Business Owner Mistake: The Basic Profit Model is not Leveraged

As business owners, we must always leverage the basic profit model.  We are in business to make a profit. The basic profit model is simple, but powerful tool and works for any business.

The formula is:

  • Leads x Conversion Rate = Customers
  • Customers x Number of Transactions x Average Profit per Sales = Revenue
  • Revenue x Margin = PROFIT. 

Medical:  Old patients + new patients = Patients x average revenue per office visit = revenue.  Revenue x (1-(revenue-cost) = profit.

Distribution: Number of invoices x average per invoice = revenue.  Revenue x margin = profit.

Manufacturing: Customers x average invoice less cost per unit less operating costs = profit.

It’s all the same basic formula:   Leads x Conversion Rate = Customers.  Customers x Number of Transactions x Average Profit per Sales = Revenue.  (Revenue- Cost) /Revenue  = Margin.  Revenue x Margin = PROFIT.

Let’s break it down:

1) Leads multiplied by how many people/companies/patients actually buy from you equal your customers.  You know your current customer base proven by your invoice register.  How can your marketing efforts improve to increase the customer base?

2) Each customer (or a patient if medical practice) purchases a certain number of times per year at an average profit per invoice.  Look at your invoice register to determine the actual historical numbers.  How can you increase purchase frequency?  How can you increase the average invoice value?

3) Sales multiplied by margin equals your profit.  How can you reduce your costs and increase your margin?

A slight increase in any of these components can have a dramatic effect on your net income.  First start with your actual numbers—do not make assumptions here.  Develop plans and goals to increase some of the variables.  See the linked spreadsheet to see the power for the basic profit model.

For small and medium-size companies, I like to focus on average transaction, number of transactions per year amount, and gross profit.  The model on the linked spreadsheet is based on actual results with a small truck parts distributor.  We increase .25 leads per day, increase average transaction size from $189 to $225 and increase gross margin 1/10th of a percent.  The impact to this company is a 32% increase in profitability.

For example, strategies to increase average transaction size include:

  • Change product/service mix.
  • Offer add-on products and cross selling of similar products.
  • Reduce number of low dollar customers: increase minimum orders, train sales staff.
  • Look at your freight policy.

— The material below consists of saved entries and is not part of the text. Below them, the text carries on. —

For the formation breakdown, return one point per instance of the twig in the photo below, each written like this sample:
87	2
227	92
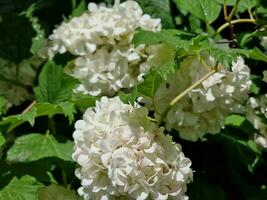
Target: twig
181	95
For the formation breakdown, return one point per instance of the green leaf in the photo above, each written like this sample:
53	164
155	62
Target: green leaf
38	110
81	8
206	10
54	86
256	54
15	37
172	37
261	195
158	9
25	188
36	146
154	78
243	4
2	139
83	101
129	97
3	105
57	192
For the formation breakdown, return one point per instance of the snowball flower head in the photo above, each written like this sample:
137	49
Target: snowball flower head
204	108
123	155
101	38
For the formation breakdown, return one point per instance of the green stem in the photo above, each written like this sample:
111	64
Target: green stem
236	21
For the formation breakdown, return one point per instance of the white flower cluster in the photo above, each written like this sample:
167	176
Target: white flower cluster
256	113
101	39
123	155
16	78
203	109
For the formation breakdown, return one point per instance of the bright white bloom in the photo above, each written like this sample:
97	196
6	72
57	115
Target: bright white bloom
101	39
261	141
123	155
203	109
13	91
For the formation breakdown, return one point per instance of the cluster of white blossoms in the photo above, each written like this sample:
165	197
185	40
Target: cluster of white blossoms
256	114
16	78
101	39
203	109
123	155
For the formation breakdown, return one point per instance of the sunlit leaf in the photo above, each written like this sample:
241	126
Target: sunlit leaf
35	146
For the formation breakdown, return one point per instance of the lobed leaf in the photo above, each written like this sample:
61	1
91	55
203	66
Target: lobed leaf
36	146
54	86
38	110
206	10
21	189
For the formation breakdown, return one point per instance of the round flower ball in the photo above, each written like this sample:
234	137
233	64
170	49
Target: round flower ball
101	39
203	109
123	155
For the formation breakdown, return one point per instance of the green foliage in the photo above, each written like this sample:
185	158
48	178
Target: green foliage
82	101
38	110
206	10
53	192
54	86
2	105
36	146
174	38
2	140
153	80
36	137
203	189
158	9
20	189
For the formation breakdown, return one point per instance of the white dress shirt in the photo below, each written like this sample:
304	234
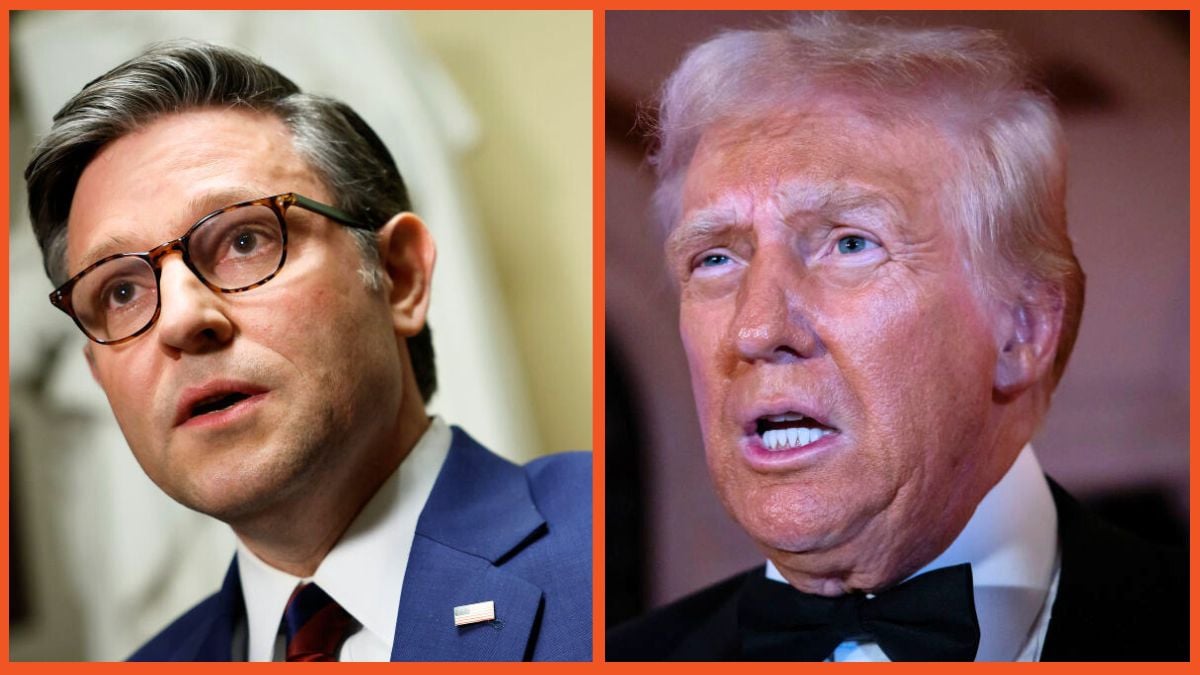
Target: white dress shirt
1012	543
364	572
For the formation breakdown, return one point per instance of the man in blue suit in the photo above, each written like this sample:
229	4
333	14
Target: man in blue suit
244	261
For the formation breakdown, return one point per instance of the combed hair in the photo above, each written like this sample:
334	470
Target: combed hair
964	83
180	76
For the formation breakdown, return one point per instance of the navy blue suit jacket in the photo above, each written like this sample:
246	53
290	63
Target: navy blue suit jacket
520	536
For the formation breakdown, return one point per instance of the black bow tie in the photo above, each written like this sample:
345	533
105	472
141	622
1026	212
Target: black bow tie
928	617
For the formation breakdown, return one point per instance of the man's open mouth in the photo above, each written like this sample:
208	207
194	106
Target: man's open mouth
213	399
790	431
217	402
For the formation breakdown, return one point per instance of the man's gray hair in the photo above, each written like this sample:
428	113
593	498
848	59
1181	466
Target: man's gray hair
179	76
966	83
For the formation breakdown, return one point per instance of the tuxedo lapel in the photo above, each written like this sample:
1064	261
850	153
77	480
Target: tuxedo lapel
478	515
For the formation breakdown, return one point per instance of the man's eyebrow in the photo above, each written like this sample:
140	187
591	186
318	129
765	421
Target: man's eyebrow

Increase your free freight threshold.
  • Bundle/kit products together based on customer needs.
  • Raise pricing. This is never popular with the sales guys, but this can make a huge difference.

As you grow and develop, however, things can change.  You may need to address capacity challenges – How is it possible to get more patients through the basic business formula with the current staff and processes, etc.  Fundamentally, the formula still applies, but you may need to address necessary growth challenges.

Run your own numbers and consider how an increase each of the levers can have a quantum effect on profit.  Even slight improvements over many transactions can have a huge impact.